High school pitcher with rare chromosome disorder throws out first pitch for Rays
HS pitcher with rare disorder throws first pitch
Approximately one in 200 high school baseball players will eventually be drafted by a Major League team. The chances that you're born with DiGeorge syndrome are estimated to be one in 4,000. That's to say: There's a greater likelihood of getting drafted to compete for a job in the big leagues than being born with the chromosome disorder.
Enter: Colt Daninos.
Colt is a 16-year-old, left-handed pitcher born with the rare condition. According to Baseball Prospectus, it's forced him to undergo surgery 14 times, required his spine to be fused together, and affects his short-term memory.
Unrelated to DiGeorge syndrome, doctors located a "gigantic" aneurysm on Colt's brain after he fell playing kickball this past November. As a result, Colt suffered seizures, and neurosurgeons recommended him for a risky procedure to remove the aneurysm.

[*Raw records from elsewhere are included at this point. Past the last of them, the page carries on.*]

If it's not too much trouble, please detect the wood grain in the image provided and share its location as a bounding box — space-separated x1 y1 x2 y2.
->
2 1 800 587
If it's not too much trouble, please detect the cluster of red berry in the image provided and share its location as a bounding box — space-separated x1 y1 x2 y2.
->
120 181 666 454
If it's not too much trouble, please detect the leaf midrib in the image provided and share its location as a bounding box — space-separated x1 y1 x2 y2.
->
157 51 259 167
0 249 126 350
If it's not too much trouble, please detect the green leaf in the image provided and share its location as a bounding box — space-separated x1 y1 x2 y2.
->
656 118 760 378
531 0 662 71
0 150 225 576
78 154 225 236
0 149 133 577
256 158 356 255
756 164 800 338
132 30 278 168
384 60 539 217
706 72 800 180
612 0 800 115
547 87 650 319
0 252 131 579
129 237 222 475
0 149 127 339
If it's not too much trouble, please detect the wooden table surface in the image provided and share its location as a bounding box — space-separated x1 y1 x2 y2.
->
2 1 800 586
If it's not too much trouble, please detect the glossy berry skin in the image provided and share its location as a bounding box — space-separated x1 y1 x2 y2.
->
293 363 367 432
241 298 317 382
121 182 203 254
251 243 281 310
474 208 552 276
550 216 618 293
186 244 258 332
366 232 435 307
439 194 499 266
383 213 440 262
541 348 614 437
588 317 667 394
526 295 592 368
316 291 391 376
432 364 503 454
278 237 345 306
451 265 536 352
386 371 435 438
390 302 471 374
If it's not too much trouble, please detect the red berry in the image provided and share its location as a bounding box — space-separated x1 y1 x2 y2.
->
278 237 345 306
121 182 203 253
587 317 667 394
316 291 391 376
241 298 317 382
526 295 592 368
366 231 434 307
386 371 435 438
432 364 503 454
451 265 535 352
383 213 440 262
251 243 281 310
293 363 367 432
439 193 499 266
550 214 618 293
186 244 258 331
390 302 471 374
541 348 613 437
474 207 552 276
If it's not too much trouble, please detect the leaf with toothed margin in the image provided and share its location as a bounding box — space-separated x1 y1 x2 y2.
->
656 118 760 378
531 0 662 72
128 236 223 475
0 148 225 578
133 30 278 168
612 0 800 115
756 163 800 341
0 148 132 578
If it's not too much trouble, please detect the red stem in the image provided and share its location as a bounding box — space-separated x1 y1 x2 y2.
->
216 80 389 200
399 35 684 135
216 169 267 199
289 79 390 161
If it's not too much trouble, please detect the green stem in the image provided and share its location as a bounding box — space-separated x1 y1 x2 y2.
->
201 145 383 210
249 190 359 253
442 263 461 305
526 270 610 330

Only just before the procedure in January, the doctors discovered the aneurysm had vanished. (Turns out spontaneous thrombosis is very rare, too. )
Days later, Colt was back on the field preparing for his spring season. He pitches for St. Petersburg Catholic High School's JV squad on a special waiver because Morning Star School, which caters to students with learning challenges and related difficulties, does not offer baseball.
The Rays welcomed Colt before Thursday's game against the Athletics, where he met players during batting practice, got tips from pitching coach Jim Hickey and threw out the ceremonial first pitch.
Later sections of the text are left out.